According to the official marriage license, Gram and Ba were married in March of 1954, exactly 6 months before my uncle was born. Okay, that explains the marriage. No shade, as almost every women in my family-myself included-was married under the same, um, circumstances. But, Gram’s date of birth listed on the marriage license is 1931. She was born in June, 1934, which made her 19 the day she got married, but she wrote down 22. We never understood why. To this day I have her birth certificate with the clearly altered year-which she must have used for this application. There’s a reason they fudged this, I still don’t know what it is. Gram was definitely born in 1934, as she spoke often about her 10th birthday falling on D-Day.
Then there’s George Burns. So the original story left out an important detail. My grandfather, Ba, was good friends with George Burns. As she told the story and as more and more detail came to light, it seemed Gram and Ba were involved in some shadiness while good ol’ George was off fighting the Nazi’s. Of course as a teenager, I romanticized the hell out of this. In my version there was even a fist fight. George and Ba had it out over Gram, which may be true, but I can’t remember if I invented that detail.
Here’s some other details floating around: there was a ring from George Burns. They were engaged. There was an ultimatum floated to George Burns. George Burns was “a womanizer.” Ba was conspicuously innocent in all of this. Whatever the story was, my teenage self was happy to have it. It made this woman who never left North Scranton seem fascinating, and it helped me to know Ba, who died when I was only a year old.
Gram was swapped out with a “gypsy” as a young child. (I will be using the term nomads here in place of “gypsy,” since the term is offensive and it’s doubtful these people were actually Romani.
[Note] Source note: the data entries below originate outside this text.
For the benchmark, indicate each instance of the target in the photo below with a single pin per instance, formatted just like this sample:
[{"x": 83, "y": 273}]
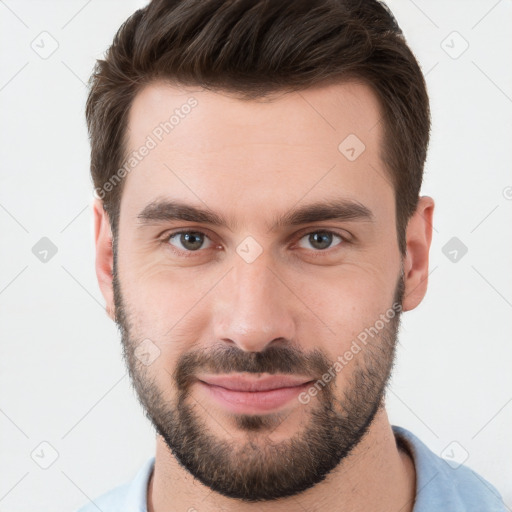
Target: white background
[{"x": 62, "y": 378}]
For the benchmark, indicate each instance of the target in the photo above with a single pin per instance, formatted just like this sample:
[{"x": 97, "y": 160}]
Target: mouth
[{"x": 242, "y": 394}]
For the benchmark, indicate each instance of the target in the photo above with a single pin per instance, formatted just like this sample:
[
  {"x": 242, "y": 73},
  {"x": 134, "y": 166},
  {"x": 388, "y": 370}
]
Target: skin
[{"x": 252, "y": 161}]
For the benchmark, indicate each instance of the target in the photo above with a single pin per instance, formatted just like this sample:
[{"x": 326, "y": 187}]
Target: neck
[{"x": 376, "y": 476}]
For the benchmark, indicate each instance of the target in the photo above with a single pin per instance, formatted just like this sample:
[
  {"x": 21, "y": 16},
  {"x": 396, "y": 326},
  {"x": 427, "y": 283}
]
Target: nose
[{"x": 254, "y": 308}]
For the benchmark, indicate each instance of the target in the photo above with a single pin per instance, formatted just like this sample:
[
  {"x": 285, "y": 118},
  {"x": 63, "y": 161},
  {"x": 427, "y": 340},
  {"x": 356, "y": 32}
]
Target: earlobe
[
  {"x": 104, "y": 255},
  {"x": 419, "y": 237}
]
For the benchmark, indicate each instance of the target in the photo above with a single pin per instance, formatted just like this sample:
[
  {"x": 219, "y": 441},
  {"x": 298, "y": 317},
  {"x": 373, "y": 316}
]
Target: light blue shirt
[{"x": 441, "y": 485}]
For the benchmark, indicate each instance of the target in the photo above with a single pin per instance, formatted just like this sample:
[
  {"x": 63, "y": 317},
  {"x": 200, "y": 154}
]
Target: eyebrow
[{"x": 162, "y": 210}]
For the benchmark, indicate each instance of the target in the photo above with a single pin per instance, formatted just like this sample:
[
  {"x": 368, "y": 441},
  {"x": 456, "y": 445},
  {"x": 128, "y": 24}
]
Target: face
[{"x": 258, "y": 281}]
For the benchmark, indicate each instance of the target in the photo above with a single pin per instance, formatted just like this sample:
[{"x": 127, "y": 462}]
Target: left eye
[
  {"x": 320, "y": 240},
  {"x": 189, "y": 240}
]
They were probably just wanderers, but Gram always referred to them as gypsy.)
This is perhaps the biggest piece of lore surrounding Gram’s youth. When she was young, probably five or six, her family moved slightly north of Scranton to a small, rural area called Milwaukee, PA. Here they seemed to be off the grid a bit, which is another story for another time. Gram had no birth certificate at this time, no record of her existence.
As she told it, a band of nomads wandering through the area stopped at her house. Now, Gram claims she was actually the little girl with the nomads and that she was then swapped out in some sort of bargain. And it was from then on that she lived with the family that would raise her and eventually become my grandmother. Well, as you can imagine, my sister and I were fascinated with this. We poked and prodded for any detail beyond the swap, but were never given any.
Then, one day as an adult, during one of our many hours-long phone calls, Gram revealed the source of the swap story was never her. This was a story she was told by her mother. A mother who, by all accounts, Gram never felt she belonged to and never felt loved by. This put a ridiculously sad spin on the story and I never pressed her again. If she was a nomad swapped out with another, she was our nomad and we loved her dearly.
I hope you enjoyed hearing her stories today.